Gravity again
Ian Livingston
igrlivingston at gmail.com
Mon Apr 15 10:44:01 CDT 2013
I have a friend who worked for Dow Laboratories, in GMO r&d. She went in
believing the mission was to feed the world, and left after a few years
jaded by the realization that the whole purpose of GMO development was
world domination, an evil she could not bear being a part of. She is quite
outspoken about it now. The scientist is only innocent until she discovers
that her work is being used for nefarious purposes.
On Mon, Apr 15, 2013 at 8:34 AM, Monte Davis <montedavis at verizon.net> wrote:
> > Also rather unlike any practitioner of science I know of or respect.****
>
> ** **
>
> Get used to it: that’s par for the course in characterizations of science
> and technology (and mischaracterizations pof Pynchon’s stance w/r/t them)
> around here.****
>
> ** **
>
> Good post! ****
>
> ** **
>
> *From:* owner-pynchon-l at waste.org [mailto:owner-pynchon-l at waste.org] *On
> Behalf Of *Rev'd Seventy-Six
> *Sent:* Monday, April 15, 2013 10:49 AM
> *To:* pynchon-l at waste.org
> *Subject:* Re: Gravity again****
>
> ** **
>
> "....the greater risk is science itself because it knows no limits. It
> cannot sin, there are no transgressions, the sacred is not a mystery but a
> profane puzzle to be solved and then exploited."****
>
> Solved, then exploited? Jeepers, harsh. Also rather unlike any
> practitioner of science I know of or respect.
>
> It's not science fueling the impending apocalypse we glimpse in our
> rearview these days, it's overweening greed. *"I need my night's blood,
> my funding, funding, ahh more, more."* Knowledge isn't dangerous, nor
> clarified insight into the workings of the spheres, it's damnfool hubris
> that's the hazard.****
>
> Science can't sin.

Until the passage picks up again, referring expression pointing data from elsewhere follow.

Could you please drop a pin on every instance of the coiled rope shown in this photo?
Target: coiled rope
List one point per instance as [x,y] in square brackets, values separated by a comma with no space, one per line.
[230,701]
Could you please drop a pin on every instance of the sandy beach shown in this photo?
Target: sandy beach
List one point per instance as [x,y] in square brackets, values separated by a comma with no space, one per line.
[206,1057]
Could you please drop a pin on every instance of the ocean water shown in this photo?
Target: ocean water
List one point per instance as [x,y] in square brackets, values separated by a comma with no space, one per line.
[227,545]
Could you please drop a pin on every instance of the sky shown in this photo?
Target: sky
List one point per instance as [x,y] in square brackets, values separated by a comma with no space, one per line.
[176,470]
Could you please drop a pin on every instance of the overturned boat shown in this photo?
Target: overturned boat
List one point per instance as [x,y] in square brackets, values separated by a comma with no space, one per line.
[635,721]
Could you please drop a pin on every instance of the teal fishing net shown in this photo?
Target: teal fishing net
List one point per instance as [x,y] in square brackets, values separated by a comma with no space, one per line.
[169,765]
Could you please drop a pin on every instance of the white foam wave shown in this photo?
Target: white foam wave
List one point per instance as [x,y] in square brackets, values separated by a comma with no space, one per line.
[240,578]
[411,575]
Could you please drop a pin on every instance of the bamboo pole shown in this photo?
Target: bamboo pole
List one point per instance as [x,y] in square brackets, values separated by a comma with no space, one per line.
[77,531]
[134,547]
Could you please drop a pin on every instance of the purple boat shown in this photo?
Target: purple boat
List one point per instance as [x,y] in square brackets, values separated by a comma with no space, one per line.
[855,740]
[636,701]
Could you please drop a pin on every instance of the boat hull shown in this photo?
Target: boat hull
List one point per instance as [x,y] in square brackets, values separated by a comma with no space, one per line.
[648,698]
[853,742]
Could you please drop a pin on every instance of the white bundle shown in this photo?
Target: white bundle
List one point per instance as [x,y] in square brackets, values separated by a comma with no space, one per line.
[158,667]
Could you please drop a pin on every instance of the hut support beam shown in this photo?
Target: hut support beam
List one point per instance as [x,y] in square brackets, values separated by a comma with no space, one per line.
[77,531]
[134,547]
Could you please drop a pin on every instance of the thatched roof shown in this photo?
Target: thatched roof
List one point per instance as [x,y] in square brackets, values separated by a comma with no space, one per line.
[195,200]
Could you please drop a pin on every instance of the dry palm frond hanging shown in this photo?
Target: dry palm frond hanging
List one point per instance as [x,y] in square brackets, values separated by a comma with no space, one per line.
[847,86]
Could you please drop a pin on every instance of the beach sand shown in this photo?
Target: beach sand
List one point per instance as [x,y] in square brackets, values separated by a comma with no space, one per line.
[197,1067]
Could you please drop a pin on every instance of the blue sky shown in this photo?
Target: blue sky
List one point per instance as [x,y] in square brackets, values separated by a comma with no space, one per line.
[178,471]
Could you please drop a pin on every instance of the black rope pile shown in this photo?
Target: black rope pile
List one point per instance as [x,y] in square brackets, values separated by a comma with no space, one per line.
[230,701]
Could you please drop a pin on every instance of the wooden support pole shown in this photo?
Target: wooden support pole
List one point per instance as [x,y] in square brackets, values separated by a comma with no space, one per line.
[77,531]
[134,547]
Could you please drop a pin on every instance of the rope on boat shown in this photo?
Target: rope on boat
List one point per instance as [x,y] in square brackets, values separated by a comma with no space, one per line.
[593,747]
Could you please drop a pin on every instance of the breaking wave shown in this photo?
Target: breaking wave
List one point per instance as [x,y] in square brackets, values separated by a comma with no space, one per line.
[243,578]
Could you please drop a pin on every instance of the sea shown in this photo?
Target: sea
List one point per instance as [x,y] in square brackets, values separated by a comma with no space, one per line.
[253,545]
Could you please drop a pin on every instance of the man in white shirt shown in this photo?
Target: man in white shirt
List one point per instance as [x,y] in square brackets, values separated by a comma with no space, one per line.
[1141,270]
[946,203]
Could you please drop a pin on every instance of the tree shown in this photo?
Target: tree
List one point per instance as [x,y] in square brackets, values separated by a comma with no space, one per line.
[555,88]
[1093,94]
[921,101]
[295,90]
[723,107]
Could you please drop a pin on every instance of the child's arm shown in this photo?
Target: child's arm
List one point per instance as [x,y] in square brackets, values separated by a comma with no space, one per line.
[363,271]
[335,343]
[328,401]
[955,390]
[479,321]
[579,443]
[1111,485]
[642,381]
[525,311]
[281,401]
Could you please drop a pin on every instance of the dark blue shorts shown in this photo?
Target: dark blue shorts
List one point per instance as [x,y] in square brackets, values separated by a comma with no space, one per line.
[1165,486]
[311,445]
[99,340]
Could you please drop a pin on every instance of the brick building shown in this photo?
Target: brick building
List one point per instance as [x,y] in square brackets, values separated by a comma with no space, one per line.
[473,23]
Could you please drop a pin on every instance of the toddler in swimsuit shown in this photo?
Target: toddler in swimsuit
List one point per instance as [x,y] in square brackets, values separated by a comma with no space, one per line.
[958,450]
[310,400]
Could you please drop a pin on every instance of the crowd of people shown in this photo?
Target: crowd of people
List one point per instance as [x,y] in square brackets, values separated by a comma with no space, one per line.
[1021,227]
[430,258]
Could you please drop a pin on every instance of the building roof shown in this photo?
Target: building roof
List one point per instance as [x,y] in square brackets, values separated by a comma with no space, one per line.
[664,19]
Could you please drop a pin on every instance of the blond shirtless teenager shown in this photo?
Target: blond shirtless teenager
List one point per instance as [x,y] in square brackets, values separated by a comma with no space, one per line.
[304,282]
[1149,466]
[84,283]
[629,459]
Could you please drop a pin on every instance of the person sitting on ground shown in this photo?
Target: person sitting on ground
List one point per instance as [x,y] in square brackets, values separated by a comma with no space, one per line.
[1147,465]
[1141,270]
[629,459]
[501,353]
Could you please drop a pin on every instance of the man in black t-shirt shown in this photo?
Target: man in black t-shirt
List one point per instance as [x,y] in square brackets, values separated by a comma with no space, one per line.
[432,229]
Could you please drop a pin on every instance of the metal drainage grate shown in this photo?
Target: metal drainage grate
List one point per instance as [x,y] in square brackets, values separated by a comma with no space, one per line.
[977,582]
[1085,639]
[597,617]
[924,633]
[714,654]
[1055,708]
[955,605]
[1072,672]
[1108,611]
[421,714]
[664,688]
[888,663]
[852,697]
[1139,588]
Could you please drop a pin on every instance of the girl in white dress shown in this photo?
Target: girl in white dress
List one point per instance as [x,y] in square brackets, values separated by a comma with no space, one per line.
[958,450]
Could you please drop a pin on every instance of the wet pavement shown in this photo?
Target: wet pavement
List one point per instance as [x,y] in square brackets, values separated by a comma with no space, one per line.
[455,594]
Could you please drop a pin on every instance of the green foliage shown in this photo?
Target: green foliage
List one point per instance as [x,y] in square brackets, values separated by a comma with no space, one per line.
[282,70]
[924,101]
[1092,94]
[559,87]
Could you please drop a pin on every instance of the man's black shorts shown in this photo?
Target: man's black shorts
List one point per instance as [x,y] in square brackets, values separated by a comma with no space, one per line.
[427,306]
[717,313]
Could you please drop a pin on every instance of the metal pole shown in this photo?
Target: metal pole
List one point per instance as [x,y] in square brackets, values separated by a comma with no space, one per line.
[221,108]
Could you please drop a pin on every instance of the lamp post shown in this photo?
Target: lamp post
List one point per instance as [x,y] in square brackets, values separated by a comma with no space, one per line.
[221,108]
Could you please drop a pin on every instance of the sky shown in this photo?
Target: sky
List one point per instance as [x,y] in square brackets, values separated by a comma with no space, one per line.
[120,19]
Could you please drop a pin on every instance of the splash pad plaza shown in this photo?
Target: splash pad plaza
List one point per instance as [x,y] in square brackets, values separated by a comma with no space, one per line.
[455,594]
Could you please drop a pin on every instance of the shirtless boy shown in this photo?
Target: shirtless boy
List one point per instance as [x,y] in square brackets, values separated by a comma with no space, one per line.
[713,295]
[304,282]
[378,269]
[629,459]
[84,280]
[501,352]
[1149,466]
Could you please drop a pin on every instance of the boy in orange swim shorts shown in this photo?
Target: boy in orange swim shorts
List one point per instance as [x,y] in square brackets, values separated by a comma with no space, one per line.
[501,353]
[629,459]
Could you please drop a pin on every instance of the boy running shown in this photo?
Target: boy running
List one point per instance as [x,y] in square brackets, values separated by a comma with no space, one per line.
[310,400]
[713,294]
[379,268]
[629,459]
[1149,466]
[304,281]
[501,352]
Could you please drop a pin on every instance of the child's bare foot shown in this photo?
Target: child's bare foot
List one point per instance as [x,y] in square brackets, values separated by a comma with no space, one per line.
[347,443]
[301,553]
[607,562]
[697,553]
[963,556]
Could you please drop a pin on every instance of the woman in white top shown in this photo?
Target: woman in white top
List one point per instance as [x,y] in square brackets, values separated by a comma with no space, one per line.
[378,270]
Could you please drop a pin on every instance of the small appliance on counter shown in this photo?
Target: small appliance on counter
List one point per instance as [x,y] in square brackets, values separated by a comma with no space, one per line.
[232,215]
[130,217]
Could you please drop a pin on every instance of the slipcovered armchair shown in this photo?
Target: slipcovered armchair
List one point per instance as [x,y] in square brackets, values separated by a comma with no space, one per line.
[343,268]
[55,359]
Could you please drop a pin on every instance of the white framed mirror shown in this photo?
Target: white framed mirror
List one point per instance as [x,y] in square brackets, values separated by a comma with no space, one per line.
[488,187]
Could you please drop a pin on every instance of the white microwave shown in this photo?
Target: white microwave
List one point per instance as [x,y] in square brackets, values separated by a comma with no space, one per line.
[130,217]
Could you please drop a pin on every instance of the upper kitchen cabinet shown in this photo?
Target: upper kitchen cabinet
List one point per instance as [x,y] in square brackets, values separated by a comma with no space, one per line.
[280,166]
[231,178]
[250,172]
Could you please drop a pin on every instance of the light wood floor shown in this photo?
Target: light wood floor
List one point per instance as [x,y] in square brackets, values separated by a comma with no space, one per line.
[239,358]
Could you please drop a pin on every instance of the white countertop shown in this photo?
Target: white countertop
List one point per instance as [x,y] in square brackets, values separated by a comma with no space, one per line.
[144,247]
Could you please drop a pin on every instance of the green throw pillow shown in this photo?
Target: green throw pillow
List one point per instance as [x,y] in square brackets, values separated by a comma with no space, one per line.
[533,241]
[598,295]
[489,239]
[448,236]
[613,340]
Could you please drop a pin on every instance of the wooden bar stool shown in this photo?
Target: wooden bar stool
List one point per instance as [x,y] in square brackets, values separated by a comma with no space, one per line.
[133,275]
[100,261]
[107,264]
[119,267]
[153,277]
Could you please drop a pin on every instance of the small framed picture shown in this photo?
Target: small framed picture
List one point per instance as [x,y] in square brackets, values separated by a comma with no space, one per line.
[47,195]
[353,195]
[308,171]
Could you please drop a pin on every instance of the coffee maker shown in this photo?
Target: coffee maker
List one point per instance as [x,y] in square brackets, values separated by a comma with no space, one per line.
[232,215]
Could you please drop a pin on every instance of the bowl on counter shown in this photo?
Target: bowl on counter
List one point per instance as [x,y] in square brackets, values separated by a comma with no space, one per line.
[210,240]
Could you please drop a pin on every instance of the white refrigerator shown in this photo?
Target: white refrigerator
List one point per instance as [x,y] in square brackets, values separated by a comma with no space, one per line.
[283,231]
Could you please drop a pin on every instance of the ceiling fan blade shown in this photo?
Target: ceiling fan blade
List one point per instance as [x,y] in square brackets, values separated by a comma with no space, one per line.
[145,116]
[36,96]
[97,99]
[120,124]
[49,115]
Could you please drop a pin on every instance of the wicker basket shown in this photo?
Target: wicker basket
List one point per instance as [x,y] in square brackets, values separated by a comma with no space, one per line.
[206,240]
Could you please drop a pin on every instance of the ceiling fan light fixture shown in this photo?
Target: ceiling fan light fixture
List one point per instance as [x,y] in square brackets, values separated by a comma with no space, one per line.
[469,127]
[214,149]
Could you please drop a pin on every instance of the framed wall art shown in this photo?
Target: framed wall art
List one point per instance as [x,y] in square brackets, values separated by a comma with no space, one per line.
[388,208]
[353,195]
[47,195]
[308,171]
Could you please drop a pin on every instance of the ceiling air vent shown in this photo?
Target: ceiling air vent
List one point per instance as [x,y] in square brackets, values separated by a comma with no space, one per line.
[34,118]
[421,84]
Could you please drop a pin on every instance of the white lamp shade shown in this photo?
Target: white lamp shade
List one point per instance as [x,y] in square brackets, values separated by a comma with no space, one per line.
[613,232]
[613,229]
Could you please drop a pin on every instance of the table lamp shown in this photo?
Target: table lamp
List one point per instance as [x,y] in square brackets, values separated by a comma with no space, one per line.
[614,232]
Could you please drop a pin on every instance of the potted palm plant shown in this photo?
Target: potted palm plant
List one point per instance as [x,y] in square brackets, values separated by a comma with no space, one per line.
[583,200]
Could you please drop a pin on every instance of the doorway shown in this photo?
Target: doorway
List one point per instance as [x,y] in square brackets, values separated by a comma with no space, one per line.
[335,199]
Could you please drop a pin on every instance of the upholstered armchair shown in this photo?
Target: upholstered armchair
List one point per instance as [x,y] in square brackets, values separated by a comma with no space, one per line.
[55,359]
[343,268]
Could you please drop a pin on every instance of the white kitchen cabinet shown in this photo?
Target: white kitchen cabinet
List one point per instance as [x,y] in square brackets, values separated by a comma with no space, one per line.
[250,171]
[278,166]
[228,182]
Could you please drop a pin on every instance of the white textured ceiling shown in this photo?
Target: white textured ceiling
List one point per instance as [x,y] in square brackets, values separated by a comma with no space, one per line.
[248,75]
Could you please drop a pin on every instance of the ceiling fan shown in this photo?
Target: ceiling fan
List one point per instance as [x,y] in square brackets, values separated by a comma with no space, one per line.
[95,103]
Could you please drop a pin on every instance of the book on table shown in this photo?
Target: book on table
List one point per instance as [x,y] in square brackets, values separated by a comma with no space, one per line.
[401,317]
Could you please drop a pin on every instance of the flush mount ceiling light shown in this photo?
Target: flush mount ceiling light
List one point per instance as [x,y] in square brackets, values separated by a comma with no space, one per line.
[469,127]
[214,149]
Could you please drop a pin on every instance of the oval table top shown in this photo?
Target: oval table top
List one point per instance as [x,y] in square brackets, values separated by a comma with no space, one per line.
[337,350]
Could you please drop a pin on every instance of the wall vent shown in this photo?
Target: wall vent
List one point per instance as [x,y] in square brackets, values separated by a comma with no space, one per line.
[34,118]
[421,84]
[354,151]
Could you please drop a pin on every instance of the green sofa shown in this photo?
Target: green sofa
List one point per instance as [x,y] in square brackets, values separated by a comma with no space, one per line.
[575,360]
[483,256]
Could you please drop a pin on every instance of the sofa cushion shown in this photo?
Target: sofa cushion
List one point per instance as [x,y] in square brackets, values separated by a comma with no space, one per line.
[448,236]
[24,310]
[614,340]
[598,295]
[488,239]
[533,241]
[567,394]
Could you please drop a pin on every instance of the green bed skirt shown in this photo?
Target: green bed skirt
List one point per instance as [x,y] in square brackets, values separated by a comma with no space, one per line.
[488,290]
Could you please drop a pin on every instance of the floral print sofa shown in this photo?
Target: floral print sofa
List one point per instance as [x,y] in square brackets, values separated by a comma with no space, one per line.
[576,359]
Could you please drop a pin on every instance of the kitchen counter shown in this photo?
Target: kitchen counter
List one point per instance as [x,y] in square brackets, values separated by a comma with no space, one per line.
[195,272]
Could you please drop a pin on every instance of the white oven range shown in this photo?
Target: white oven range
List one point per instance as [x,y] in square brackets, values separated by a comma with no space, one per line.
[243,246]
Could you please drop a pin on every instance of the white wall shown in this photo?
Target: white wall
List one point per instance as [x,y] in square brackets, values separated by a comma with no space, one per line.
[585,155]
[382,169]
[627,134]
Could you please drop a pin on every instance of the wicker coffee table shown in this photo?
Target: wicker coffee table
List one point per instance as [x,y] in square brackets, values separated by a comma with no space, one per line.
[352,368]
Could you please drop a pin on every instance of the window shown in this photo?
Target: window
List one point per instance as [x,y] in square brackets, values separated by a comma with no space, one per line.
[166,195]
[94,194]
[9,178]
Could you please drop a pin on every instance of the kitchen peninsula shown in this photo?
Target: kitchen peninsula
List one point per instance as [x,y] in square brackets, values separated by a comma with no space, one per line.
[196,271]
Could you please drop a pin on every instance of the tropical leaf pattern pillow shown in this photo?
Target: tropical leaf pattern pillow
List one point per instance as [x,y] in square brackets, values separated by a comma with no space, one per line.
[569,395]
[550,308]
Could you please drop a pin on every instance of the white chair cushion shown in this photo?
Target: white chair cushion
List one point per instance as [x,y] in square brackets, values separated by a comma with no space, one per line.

Its practitioners, I'll grant you, but not science.
> Like religion, science is all about limits; probing for them, determining
> them, comprehending them and, occasionally, establishing new ones. Unlike
> religion, science is fairly self-aware in that respect. There's no 'sin'
> in knowledge unless your fetish is eyeballing fruit in a nervous,
> god-fearing fashion. Contrast this with the great many sins of ignorance:
> corporations who pay corrupt scientific 'authorities' to deny climate
> change, for example, or fundamentalists who spin specious rules of biology
> for women from whole, shoddy cloth to disguise a cromag interest in the
> mindless, incautious propagation of the species. Science would see us as
> enlightened & able as angels-- and where's the sin in self-improvement, I
> ask you, long as it's not masturbatory --no, it's *men* who would
> prefer to graze on all of Eden like locusts. I see P. drawing this line
> again & again throughout GR and elsewhere.****
>
> ** **
>
> If his literary philosophy is in essence gnostic & predicated on the idea
> that we occupy a 'fallen' universe where the living are used for the
> purposes of the dead, and I view that as a grotesque oversimplication, P
> also recognizes that the deathwish dystopia we've engineered for ourselves
> is as driven by bloody money as fatuous reasoning. The edge you allege
> he's lost is an erosion of the rapport you felt with earlier books & now no
> longer perceive. While 'lighter' or at least less highfalutin', esoteric
> fare than GR, VL & IV are very much about would-be devils, dybbuks in human
> drapery, selling the ground from beneath unborn feet. To accuse science of
> meddling in the affairs of god is a B-movie reaction. Kekulé's dream of
> the benzene ring was a moment of sacred inspiration; 'tis the *abuses*his work has been put toward that're profane.